When headlines started circulating recently about a high-priced Williamsburg rental building that'd been evacuated due to a lack of permits and conditions that rendered it a virtual "death trap," suffice it to say, our imaginations ran a bit wild. But now that Gothamist has run an extensive interview with one of the building's former tenants, we know exactly how bad things got at 120 South Fourth, and well, it's even worse than we'd suspected.
It goes something like this: in August 2013, then-23-year-old Lauren Holman and three roommates signed a year-long lease for a $6,000/month four-bedroom duplex, which was still under construction, but was supposed to be ready for a September move-in. Lo and behold, the move-in date came and went, and the apartment still didn't have walls, a refrigerator, gas, or heat, among other extensive problems. "[Moving in] was a big mistake on my part, but a lot of people made that mistake," Holman told Gothamist.
What ensued was a year-long nightmare of constant leaks through what was apparently a paper-thin roof, ongoing construction (including a stream of on-site contractors, one of whom may or may not have stolen one of her roommates' computers), and still, for months on end, no real walls or doors in the apartment.
And as they know now, the building didn't even have a certificate of occupancy for most of the time they lived (or attempted to live) in the building. There were also more mundane problems, like a promised gym that never materialized, or roommates being unable to bring dates back to their ramshackle "luxury" apartment.
To Holman's credit, she did one thing very right here, by keeping an extensive log of incidents, dates, communications with the management, and photos of problems throughout the building, though she and her roommates were hesitant to withhold rent for fear of ending up on the tenant blacklist.
Eventually, they did stop paying rent for the last few months, and the management was bold enough to try to sue them for nearly $25,000. (They dropped the suit after the roommates hired a lawyer.)

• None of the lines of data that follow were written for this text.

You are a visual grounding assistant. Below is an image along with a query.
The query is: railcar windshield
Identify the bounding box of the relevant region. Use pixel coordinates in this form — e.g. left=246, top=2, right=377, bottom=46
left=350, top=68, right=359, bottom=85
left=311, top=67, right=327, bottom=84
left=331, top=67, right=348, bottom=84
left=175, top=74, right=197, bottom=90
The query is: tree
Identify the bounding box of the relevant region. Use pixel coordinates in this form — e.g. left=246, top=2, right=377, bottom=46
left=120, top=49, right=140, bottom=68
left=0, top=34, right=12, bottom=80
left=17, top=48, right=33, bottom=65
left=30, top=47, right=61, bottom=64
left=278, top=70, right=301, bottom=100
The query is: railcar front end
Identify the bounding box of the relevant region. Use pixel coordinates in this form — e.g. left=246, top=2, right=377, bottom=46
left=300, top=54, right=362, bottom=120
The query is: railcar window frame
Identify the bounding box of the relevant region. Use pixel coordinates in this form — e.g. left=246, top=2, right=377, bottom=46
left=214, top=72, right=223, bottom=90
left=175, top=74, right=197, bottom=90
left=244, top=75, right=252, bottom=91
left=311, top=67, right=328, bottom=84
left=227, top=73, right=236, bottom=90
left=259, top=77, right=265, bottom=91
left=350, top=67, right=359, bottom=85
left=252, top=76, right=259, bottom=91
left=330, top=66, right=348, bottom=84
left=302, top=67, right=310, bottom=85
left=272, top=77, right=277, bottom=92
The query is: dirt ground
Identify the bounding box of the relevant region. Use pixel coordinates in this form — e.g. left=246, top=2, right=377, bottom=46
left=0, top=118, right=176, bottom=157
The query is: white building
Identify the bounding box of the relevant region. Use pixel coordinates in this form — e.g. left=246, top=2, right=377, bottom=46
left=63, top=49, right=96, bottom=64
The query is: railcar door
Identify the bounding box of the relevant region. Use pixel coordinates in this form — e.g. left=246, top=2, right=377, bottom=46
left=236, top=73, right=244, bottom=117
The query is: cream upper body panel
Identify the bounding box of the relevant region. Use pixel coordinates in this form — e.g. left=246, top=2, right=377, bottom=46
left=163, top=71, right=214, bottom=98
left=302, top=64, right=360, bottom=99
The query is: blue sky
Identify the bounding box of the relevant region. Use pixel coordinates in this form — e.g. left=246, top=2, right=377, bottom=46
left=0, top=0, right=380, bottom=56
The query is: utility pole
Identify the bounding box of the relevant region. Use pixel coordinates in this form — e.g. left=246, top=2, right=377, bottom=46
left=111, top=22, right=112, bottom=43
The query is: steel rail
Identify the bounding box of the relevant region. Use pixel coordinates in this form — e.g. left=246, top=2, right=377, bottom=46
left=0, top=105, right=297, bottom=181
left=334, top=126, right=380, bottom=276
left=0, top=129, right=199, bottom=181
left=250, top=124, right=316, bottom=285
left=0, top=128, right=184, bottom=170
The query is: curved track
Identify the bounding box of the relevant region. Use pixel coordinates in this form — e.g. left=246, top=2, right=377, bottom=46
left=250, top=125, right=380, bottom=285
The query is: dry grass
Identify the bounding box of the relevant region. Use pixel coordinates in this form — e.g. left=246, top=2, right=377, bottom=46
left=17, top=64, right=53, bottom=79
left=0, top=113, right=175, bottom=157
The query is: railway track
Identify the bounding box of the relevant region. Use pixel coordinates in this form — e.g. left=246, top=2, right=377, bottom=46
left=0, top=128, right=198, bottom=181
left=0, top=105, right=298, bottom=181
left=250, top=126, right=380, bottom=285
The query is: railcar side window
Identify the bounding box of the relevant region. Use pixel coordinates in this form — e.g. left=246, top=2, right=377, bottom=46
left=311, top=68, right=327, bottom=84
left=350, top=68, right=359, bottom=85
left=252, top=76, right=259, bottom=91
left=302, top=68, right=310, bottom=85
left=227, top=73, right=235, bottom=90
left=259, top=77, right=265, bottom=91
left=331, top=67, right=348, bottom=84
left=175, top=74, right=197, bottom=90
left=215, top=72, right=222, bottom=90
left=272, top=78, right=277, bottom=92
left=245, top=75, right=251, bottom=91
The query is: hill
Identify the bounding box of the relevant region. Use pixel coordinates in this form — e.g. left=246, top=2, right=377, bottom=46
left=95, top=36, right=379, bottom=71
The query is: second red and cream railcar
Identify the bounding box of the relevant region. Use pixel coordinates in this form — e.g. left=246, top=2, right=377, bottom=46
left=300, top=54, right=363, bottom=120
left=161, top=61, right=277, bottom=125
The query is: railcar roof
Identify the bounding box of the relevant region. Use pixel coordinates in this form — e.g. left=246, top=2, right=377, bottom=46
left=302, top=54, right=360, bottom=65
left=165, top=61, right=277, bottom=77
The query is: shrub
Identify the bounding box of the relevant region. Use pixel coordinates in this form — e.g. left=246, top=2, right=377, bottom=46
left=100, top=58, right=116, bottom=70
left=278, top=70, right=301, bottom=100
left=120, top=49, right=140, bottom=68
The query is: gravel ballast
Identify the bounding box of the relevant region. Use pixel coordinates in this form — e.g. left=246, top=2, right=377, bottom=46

That said--and because here at Brick, apartment horror stories are nothing if not teachable moments--if you find yourself in the same position as these roommates, we'd recommend a slightly different course of action. (Besides researching management companies before you move in to avoid the sketchier ones, that is.) While you're legally entitled to a habitable apartment--which would include walls and basic utilities--landlords often respond best to complaints if they're submitted en masse, by a large group of tenants or a tenants' association, as we've written previously. After detailing your complaints to the landlord, you can also file what's known as an HP action, which would bring a court order for the landlord to make repairs or face heavy fines. (You can also complain to 311 as an interim step, though that's not strictly required.)
While the HP action would likely guarantee repairs, an actual rent abatement (or cash settlement) would most likely have to come from a court settlement, another reason it's helpful for tenants to band together in these cases. Or, you can do what Holman did: flee New York for L.A., and never look back. After all this, we can hardly blame her.